"Yes," she said, with emotion, "he is one of the bravest trappers on the Western prairies."

"Wah!" said the chief, in a still more amiable manner, "this renowned warrior must have a name respected through the prairies?"

The Spaniard suffered a martyrdom; held in awe by the eye of the Comanche, he did not know how to warn his mistress not to pronounce the name of her son.

"His name is well known," said the woman.

"Oh!" the old man cried eagerly, "all women are thus; with them all their sons are heroes: this one, although an excellent young man, is no better than others; certes, his name has never reached my brother."

"How does my brother know that?" said the Indian, with a sardonic smile.

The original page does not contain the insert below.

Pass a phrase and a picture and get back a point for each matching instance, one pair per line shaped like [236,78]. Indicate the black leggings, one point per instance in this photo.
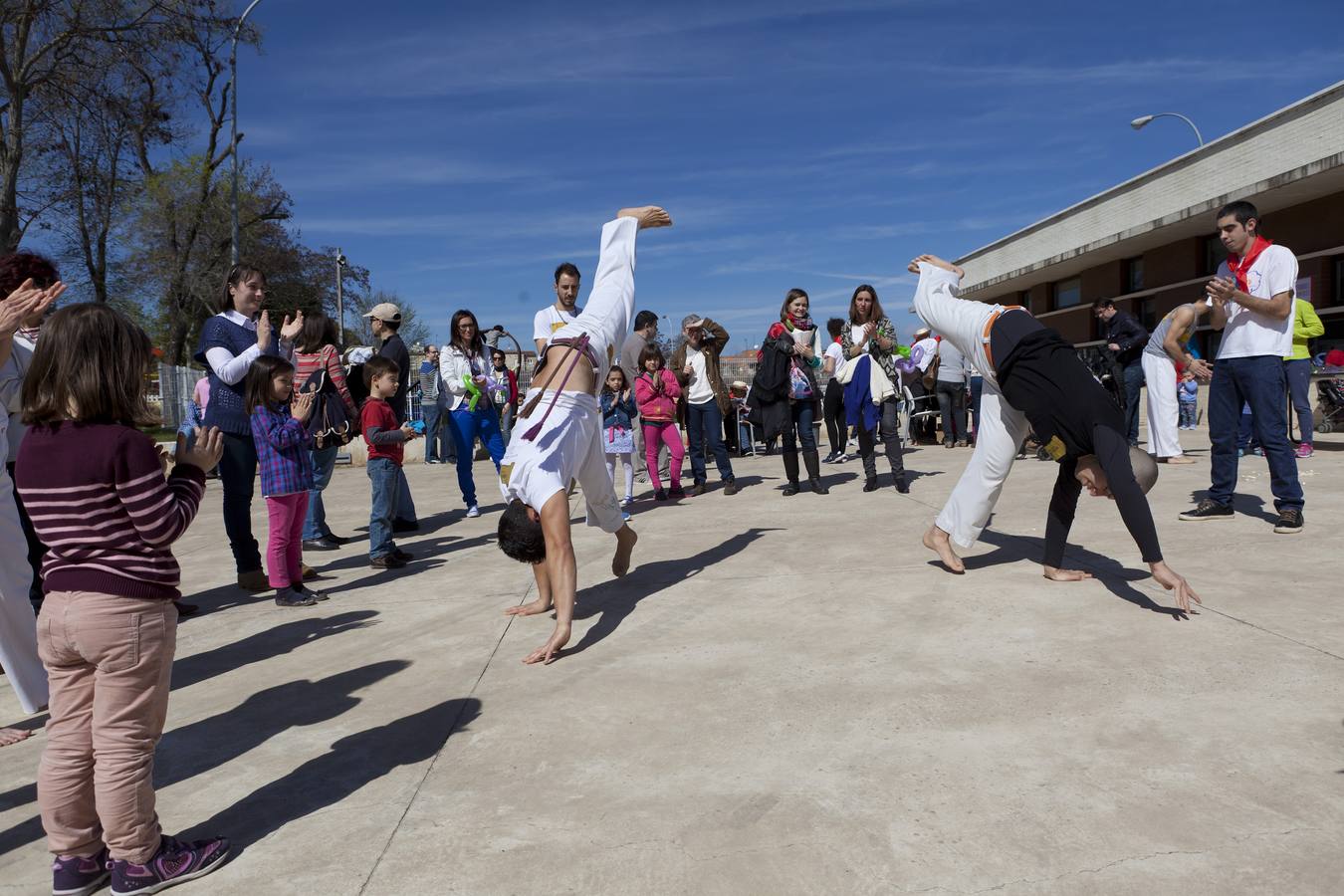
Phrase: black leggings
[832,410]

"I suppose so," the old man replied; "or, at least, if by chance my brother has heard it pronounced, it must long ago have escaped his memory, and does not merit being recalled to it. If my brother will permit us, we will retire; the day has been fatiguing; the hour of repose is come."

"In an instant," said the Comanche quietly; and turning to the woman, "What is the name of the warrior of the palefaces?" he asked, in a peremptory tone.

But the old lady, placed upon her guard by the intervention of her servant, with whose prudence and devotion she was well acquainted, made no answer, conscious that she had committed a fault, and not knowing how to remedy it.

"Does not my mother hear me?" said the chief.